# seafood kabobs



## Griff (Aug 9, 2008)

As some of you know, my Mom is spending the summer with us. A couple that are fiends of hers from the Midwest are in Alaska touring and are going to come over for dinner and spend the night. So Mom wanted a seafood meal. I started with a black bean salad (thanks Bruce). We visited the farmers market this morning and customized the bean salad with some fresh Matanuska Valley peas.







Next is the seafood kabobs. We're having prosciutto wrapped scallops, red salmon (sockeye to you southerners)with lemon slices and halibut with peppers and onion. The shrimp is fresh out of the Gulf, the Gulf of Alaska. We're going to boil the shrimp for peel and eat with cocktails before dinner. I also made some lemon tapioca for desert.







I'll try to post finished and plated pic but I'm going to be busy


----------



## Nick Prochilo (Aug 9, 2008)

WOW! That looks great Griff!


----------



## ScottyDaQ (Aug 9, 2008)

Man, those are gunna be great !
My mouth is drooling !


----------



## surfinsapo (Aug 9, 2008)

That is the kind of food that make you feel happy!!!   Keep them pics coming!!!!


----------



## Bruce B (Aug 9, 2008)

Looking good Griff, hope you enjoyed the salad.


----------



## Cliff H. (Aug 10, 2008)

Looks real good Griff.


----------



## 007bond-jb (Aug 10, 2008)

That looks fabulous


----------



## LarryWolfe (Aug 10, 2008)

Griff everything looks incredible, but that black bean salad looks right up my alley!  Is the recipe in the recipe section?  If not can it please be shared!!!


----------



## Diva Q (Aug 10, 2008)

LOOks amazing.

If you have a recipe for the lemon tapioca could you please share it. I love tapioca.


----------



## Griff (Aug 10, 2008)

Diva Q said:
			
		

> LOOks amazing.
> 
> If you have a recipe for the lemon tapioca could you please share it. I love tapioca.



Diva, I posted it in the dessert section.
http://www.bbq-4-u.com/forum/viewtopic. ... 155#196155




			
				Larry Wolfe said:
			
		

> Griff everything looks incredible, but that black bean salad looks right up my alley!  Is the recipe in the recipe section?  If not can it please be shared!!!

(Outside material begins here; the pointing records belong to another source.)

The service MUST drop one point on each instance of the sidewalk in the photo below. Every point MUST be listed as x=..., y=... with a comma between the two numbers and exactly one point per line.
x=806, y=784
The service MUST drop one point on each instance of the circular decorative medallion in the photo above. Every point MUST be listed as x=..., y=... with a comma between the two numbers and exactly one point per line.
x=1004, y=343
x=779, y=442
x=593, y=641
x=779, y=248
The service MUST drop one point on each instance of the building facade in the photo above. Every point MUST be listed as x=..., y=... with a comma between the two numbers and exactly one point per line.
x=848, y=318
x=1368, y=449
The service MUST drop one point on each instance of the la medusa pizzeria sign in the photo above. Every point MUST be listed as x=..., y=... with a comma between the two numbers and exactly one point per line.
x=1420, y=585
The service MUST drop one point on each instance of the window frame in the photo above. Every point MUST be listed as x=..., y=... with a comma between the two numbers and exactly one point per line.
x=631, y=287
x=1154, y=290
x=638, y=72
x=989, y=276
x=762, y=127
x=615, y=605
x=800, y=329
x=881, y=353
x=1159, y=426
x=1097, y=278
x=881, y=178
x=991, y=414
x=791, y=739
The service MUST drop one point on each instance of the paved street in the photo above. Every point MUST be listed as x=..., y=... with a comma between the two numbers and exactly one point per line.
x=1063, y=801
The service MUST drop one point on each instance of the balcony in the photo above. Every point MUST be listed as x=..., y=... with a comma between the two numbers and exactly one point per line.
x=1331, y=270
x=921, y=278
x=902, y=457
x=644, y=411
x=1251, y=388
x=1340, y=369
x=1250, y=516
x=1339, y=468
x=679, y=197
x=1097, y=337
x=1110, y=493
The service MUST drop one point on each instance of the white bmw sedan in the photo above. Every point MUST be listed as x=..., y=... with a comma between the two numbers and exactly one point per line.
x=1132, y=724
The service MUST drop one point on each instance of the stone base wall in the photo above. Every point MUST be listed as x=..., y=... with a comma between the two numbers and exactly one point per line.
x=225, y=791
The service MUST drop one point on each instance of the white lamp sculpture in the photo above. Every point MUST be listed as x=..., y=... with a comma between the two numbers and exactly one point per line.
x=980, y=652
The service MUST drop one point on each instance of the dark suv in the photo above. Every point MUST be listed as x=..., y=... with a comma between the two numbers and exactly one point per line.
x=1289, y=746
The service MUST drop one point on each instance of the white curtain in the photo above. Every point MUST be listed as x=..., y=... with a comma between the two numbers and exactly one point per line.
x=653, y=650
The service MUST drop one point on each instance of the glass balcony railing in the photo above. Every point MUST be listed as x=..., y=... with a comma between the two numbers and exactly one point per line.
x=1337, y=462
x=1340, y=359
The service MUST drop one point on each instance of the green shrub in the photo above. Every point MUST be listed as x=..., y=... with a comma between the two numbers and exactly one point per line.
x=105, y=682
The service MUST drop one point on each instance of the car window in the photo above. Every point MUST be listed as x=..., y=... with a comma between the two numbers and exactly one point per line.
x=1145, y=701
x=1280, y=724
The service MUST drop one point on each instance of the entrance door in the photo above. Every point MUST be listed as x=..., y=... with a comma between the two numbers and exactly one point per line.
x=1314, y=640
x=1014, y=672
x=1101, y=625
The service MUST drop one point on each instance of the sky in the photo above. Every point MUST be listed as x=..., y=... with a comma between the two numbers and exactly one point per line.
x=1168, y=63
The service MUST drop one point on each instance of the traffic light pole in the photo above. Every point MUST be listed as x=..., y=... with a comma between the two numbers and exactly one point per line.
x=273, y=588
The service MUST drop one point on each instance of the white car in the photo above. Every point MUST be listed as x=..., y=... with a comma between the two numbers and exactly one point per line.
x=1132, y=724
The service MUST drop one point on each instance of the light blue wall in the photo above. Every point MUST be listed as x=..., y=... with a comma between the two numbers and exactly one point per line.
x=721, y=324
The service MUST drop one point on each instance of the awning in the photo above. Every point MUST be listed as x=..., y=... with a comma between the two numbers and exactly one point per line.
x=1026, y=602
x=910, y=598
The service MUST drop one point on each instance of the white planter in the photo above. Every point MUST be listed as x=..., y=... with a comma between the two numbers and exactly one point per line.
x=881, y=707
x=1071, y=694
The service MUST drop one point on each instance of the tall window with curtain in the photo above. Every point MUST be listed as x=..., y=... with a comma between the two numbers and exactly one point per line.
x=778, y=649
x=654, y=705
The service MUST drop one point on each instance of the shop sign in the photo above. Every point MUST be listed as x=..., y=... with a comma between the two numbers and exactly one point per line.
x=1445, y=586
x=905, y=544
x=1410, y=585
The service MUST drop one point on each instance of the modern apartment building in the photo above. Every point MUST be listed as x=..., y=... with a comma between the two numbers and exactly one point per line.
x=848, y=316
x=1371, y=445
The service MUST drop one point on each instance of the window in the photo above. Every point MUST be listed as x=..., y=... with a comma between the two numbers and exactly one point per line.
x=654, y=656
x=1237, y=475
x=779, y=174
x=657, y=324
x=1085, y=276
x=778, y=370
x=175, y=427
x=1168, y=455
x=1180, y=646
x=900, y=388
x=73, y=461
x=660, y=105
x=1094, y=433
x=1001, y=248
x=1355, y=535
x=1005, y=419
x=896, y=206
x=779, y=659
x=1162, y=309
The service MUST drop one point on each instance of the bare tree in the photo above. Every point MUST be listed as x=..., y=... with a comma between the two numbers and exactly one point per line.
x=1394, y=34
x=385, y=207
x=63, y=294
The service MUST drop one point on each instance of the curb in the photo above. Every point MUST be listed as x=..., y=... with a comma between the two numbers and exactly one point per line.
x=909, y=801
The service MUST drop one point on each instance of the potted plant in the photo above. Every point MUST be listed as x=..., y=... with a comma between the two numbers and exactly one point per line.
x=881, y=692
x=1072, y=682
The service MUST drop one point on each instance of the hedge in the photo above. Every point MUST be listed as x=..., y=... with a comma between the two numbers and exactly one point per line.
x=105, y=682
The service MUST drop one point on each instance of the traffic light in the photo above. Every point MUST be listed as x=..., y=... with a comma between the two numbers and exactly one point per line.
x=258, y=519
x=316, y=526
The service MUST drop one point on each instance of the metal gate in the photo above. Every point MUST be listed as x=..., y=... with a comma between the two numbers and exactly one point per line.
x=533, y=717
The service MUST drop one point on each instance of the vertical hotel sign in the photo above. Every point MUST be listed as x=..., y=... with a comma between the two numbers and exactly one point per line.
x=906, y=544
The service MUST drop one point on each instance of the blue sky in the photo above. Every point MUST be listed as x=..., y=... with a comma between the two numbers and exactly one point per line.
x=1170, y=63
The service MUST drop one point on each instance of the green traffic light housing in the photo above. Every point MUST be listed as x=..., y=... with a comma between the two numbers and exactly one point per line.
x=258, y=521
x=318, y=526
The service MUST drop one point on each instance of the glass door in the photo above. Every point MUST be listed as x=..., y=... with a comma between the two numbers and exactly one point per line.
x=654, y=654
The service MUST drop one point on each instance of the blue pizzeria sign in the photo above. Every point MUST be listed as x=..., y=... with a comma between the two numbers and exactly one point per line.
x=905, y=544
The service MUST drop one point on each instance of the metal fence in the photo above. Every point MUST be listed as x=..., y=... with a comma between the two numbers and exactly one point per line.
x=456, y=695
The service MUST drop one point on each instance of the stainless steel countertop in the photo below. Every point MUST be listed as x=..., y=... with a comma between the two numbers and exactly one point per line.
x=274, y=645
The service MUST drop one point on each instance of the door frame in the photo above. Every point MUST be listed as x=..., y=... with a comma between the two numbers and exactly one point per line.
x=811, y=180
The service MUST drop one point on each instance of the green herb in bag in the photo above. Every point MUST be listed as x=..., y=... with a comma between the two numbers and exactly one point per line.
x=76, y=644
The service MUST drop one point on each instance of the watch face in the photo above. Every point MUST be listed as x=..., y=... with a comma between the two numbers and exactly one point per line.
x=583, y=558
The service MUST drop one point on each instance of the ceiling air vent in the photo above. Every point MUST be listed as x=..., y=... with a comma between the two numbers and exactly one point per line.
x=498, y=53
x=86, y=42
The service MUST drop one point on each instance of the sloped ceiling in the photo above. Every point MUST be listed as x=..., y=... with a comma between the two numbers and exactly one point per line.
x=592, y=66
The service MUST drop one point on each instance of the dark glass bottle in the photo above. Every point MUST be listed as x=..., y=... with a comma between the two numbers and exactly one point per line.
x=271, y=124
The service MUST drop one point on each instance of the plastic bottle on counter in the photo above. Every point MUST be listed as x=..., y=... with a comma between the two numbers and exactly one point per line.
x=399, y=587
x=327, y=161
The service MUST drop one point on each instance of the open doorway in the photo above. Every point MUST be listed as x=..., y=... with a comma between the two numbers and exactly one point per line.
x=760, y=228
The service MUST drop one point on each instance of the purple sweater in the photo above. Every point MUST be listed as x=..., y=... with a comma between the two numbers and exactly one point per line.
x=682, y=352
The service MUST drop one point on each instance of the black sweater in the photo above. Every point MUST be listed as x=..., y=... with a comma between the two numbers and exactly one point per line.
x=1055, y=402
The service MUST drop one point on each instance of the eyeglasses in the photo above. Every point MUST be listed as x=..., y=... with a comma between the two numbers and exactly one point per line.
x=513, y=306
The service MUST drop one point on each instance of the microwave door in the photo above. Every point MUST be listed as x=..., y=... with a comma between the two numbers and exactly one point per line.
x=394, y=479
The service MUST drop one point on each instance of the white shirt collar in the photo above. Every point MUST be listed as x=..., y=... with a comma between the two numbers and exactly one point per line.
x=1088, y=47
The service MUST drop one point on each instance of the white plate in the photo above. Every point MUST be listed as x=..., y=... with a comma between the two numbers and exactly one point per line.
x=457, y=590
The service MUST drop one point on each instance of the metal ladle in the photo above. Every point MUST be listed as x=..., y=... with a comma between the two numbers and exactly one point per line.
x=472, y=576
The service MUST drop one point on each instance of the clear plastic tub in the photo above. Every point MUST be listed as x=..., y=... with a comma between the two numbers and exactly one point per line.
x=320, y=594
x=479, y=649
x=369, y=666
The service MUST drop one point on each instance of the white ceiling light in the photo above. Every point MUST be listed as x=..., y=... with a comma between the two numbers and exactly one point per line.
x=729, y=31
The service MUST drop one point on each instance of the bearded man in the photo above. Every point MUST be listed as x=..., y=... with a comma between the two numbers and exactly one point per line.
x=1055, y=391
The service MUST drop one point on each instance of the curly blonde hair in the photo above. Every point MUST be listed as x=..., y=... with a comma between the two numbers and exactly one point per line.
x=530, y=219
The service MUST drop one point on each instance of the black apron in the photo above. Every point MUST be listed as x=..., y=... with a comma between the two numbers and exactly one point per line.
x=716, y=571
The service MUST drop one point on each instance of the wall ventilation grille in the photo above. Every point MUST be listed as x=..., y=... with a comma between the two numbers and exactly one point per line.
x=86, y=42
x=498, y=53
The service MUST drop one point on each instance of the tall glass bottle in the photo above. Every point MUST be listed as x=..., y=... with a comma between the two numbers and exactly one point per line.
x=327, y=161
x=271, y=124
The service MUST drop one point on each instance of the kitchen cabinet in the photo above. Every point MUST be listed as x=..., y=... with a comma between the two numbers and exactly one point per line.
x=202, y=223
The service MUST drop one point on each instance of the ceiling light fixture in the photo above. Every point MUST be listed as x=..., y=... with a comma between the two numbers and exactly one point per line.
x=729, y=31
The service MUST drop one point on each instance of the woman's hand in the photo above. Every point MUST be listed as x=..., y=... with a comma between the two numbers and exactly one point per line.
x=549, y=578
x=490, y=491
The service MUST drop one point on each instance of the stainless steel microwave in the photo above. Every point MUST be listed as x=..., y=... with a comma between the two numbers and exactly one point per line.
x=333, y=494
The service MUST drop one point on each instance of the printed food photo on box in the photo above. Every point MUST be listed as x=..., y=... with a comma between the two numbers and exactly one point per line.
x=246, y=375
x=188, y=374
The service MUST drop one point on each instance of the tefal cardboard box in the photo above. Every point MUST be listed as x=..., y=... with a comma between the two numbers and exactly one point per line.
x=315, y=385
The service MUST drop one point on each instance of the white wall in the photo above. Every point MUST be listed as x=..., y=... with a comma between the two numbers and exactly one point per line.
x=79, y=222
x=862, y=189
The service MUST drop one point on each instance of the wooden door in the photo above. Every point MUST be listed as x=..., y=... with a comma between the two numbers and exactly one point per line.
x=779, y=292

Larry, it's here, except I added fresh peas that had been blanched for 30 seconds. I made the dressing as described and added a little at a time to taste.
http://www.bbq-4-u.com/forum/viewtopic.php?t=14757


----------



## Tannehill Kid (Aug 11, 2008)

Could hurt myself on that


----------



## Toby Keil (Aug 11, 2008)

Seafood and that salad looks great Griff. Can't wait to se the plated shots.


----------



## Griff (Aug 11, 2008)

Sorry, the plated shots didn't happen. I got too busy.


----------



## ronbeaux50 (Aug 11, 2008)

That looks fantastic!! I guess there is more than one gulf to eat out of


----------



## john a (Aug 12, 2008)

Beautiful Griff. Uh, is "too busy" code for bending elbow.


----------